I also developed lymphedema, swelling in my left arm due to having lymph nodes removed, and I wear a compression sleeve to manage this 24/7. All these changes are permanent, and many of them are unnatural for a woman my age. While my friends are navigating pregnancy and parenthood, I’m navigating post-menopausal symptoms. Instead of running 5Ks and keeping vigorous exercise routines, I go to physical therapy and do daily stretches for my arm. The experience can be very isolating for a young woman with a disease perceived as common for those who are much older, and the span of time I’ll need to live with the side effects is, hopefully, longer than the time I lived without them.
If this all sounds lonely and distressing, it’s because it is. Breast cancer isn’t all pink ribbons and “save second base” slogans. It turns your life inside out. But on the other side of treatment I found something unexpected: the community of breast cancer survivors and thrivers is inspiring and supportive, and the organizations devoted to supporting patients, particularly young women, have lifted me up.

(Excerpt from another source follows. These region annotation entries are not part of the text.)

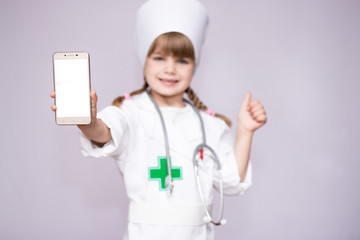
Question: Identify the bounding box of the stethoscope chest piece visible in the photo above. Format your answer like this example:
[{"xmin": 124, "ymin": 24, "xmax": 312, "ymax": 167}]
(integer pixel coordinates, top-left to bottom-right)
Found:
[{"xmin": 147, "ymin": 92, "xmax": 226, "ymax": 226}]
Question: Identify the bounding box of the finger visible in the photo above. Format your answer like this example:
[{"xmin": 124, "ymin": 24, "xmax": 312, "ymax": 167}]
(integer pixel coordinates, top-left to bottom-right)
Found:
[
  {"xmin": 251, "ymin": 109, "xmax": 266, "ymax": 119},
  {"xmin": 241, "ymin": 92, "xmax": 251, "ymax": 108},
  {"xmin": 249, "ymin": 99, "xmax": 261, "ymax": 107},
  {"xmin": 90, "ymin": 89, "xmax": 98, "ymax": 104},
  {"xmin": 255, "ymin": 114, "xmax": 267, "ymax": 123},
  {"xmin": 249, "ymin": 104, "xmax": 264, "ymax": 112}
]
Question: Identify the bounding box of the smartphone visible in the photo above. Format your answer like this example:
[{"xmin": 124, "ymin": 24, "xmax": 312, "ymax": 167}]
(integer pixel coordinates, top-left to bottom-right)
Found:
[{"xmin": 53, "ymin": 52, "xmax": 91, "ymax": 125}]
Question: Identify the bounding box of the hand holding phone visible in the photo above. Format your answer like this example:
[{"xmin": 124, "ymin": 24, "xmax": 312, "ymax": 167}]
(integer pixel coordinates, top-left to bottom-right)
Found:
[{"xmin": 53, "ymin": 52, "xmax": 91, "ymax": 125}]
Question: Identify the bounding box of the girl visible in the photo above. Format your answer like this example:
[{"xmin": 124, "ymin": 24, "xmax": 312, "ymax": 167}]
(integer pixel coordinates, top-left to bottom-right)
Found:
[{"xmin": 51, "ymin": 0, "xmax": 266, "ymax": 240}]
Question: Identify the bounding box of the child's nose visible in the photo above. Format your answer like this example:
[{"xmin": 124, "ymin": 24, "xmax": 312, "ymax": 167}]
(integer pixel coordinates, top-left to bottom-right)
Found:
[{"xmin": 165, "ymin": 59, "xmax": 176, "ymax": 74}]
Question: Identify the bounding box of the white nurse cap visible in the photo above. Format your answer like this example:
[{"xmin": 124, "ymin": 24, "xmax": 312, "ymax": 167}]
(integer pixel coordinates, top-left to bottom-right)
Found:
[{"xmin": 135, "ymin": 0, "xmax": 208, "ymax": 67}]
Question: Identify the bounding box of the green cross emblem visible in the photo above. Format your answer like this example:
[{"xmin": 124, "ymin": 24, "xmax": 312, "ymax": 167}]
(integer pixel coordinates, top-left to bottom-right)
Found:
[{"xmin": 149, "ymin": 157, "xmax": 182, "ymax": 191}]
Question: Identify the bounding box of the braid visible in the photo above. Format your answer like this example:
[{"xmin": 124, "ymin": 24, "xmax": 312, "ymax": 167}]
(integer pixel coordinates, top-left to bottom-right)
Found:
[
  {"xmin": 185, "ymin": 87, "xmax": 231, "ymax": 127},
  {"xmin": 112, "ymin": 81, "xmax": 149, "ymax": 107}
]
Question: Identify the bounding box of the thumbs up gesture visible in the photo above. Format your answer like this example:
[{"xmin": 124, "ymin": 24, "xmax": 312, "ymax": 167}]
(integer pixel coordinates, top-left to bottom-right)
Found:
[{"xmin": 238, "ymin": 92, "xmax": 267, "ymax": 132}]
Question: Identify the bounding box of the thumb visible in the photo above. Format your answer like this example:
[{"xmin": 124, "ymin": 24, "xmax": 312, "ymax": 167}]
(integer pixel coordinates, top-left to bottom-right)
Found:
[{"xmin": 241, "ymin": 92, "xmax": 251, "ymax": 108}]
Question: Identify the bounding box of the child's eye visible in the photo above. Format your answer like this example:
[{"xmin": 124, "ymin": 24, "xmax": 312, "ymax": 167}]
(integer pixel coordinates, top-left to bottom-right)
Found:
[{"xmin": 154, "ymin": 57, "xmax": 164, "ymax": 61}]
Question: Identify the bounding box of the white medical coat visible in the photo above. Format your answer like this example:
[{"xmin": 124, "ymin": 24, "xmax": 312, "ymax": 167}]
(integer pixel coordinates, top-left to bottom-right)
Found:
[{"xmin": 80, "ymin": 92, "xmax": 251, "ymax": 240}]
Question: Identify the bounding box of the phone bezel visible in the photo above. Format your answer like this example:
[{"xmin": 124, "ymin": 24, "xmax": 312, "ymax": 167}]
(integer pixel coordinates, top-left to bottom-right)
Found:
[{"xmin": 52, "ymin": 51, "xmax": 92, "ymax": 125}]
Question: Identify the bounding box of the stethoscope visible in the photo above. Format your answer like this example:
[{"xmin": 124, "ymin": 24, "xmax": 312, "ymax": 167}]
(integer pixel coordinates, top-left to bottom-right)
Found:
[{"xmin": 146, "ymin": 91, "xmax": 226, "ymax": 226}]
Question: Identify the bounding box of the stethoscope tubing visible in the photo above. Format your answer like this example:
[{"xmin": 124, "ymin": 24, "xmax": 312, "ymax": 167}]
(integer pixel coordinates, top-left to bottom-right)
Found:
[{"xmin": 146, "ymin": 91, "xmax": 225, "ymax": 226}]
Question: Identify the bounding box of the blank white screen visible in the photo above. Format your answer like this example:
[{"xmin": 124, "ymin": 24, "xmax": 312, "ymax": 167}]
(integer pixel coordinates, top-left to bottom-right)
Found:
[{"xmin": 54, "ymin": 59, "xmax": 90, "ymax": 117}]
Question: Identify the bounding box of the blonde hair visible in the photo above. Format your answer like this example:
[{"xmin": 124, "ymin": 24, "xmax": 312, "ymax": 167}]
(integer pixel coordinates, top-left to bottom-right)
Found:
[{"xmin": 112, "ymin": 32, "xmax": 231, "ymax": 127}]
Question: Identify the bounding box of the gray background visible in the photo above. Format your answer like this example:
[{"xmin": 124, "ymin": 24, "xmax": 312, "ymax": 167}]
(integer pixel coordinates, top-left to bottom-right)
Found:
[{"xmin": 0, "ymin": 0, "xmax": 360, "ymax": 240}]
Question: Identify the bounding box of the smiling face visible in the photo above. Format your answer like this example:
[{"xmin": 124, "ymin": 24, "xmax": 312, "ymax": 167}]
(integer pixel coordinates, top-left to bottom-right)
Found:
[{"xmin": 144, "ymin": 33, "xmax": 195, "ymax": 107}]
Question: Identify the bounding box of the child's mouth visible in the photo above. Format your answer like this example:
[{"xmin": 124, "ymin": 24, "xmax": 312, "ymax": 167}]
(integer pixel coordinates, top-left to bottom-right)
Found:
[{"xmin": 159, "ymin": 78, "xmax": 179, "ymax": 86}]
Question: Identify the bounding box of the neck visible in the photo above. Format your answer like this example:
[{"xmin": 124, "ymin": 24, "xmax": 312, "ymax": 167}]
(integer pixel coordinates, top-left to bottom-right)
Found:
[{"xmin": 150, "ymin": 90, "xmax": 185, "ymax": 108}]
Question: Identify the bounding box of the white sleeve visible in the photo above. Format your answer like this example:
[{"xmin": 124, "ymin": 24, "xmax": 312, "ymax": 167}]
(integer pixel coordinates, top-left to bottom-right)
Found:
[
  {"xmin": 214, "ymin": 126, "xmax": 252, "ymax": 195},
  {"xmin": 80, "ymin": 106, "xmax": 130, "ymax": 157}
]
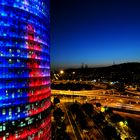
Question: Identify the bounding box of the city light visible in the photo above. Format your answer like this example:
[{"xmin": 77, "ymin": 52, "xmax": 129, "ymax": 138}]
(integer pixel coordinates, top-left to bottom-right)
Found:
[{"xmin": 0, "ymin": 0, "xmax": 51, "ymax": 140}]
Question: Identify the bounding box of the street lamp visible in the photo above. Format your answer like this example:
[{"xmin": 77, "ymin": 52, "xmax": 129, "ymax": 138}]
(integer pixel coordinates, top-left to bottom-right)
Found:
[{"xmin": 60, "ymin": 70, "xmax": 64, "ymax": 74}]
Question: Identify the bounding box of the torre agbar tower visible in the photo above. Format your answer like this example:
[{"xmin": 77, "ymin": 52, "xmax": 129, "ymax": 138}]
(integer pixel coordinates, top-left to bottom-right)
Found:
[{"xmin": 0, "ymin": 0, "xmax": 51, "ymax": 140}]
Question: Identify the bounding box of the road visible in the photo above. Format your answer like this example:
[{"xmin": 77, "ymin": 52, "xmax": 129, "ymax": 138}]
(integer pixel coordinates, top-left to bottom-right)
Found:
[{"xmin": 52, "ymin": 89, "xmax": 140, "ymax": 112}]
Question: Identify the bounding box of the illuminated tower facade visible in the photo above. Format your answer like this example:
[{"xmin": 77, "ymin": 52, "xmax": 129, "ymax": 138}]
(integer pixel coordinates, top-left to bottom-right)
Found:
[{"xmin": 0, "ymin": 0, "xmax": 51, "ymax": 140}]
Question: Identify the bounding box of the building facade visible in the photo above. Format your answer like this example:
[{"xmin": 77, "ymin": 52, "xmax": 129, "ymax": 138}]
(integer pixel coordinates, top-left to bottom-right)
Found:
[{"xmin": 0, "ymin": 0, "xmax": 51, "ymax": 140}]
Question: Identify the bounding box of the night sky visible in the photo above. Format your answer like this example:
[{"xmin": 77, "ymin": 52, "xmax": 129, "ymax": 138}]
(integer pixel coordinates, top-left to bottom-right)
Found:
[{"xmin": 51, "ymin": 0, "xmax": 140, "ymax": 68}]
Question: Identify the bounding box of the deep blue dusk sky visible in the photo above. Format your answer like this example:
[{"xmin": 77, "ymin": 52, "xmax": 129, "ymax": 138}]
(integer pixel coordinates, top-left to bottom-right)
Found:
[{"xmin": 51, "ymin": 0, "xmax": 140, "ymax": 68}]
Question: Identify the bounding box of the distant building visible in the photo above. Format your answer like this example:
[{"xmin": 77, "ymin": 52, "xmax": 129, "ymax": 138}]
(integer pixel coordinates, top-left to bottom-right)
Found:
[{"xmin": 0, "ymin": 0, "xmax": 51, "ymax": 140}]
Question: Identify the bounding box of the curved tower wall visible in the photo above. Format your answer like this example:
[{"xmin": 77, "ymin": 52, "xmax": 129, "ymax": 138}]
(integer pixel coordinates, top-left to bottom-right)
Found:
[{"xmin": 0, "ymin": 0, "xmax": 51, "ymax": 140}]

Penn Medicine’s nurse navigator connected me with a social worker, nutritionist, and other support services during my treatment. I attended a wellness day at Penn with other patients and survivors hosted by Unite for Her which included information about nutrition, yoga, reiki, and other ways to care for the whole self during and after treatment.
Living Beyond Breast Cancer’s support group on Facebook specifically for young women helped me feel less alone. Any side effect I was experiencing, someone in the group had been there and offered suggestions for getting through it. I’ve also reconnected with several young women from high school and college who are fighting or have fought breast cancer themselves. Having breast cancer isn’t a club anyone wants to join, but I’ve found it really does have the best members.
The number of young women being diagnosed with breast cancer seems to be increasing. This is undoubtedly a problem, but those of you who are part of this club, know that you’re not alone. There is strength in numbers, and there are so many of us ready to connect, commiserate, and carry you through to the other side. Some great places to start include: Penn Medicine’s Cancer Support Services, Living Beyond Breast Cancer, and Unite for Her. The American Cancer Society can also help you find support programs and services in your area.
No matter how alone you feel, there are others out there who understand what you’re going through. Welcome to the club—we’re here to help you thrive.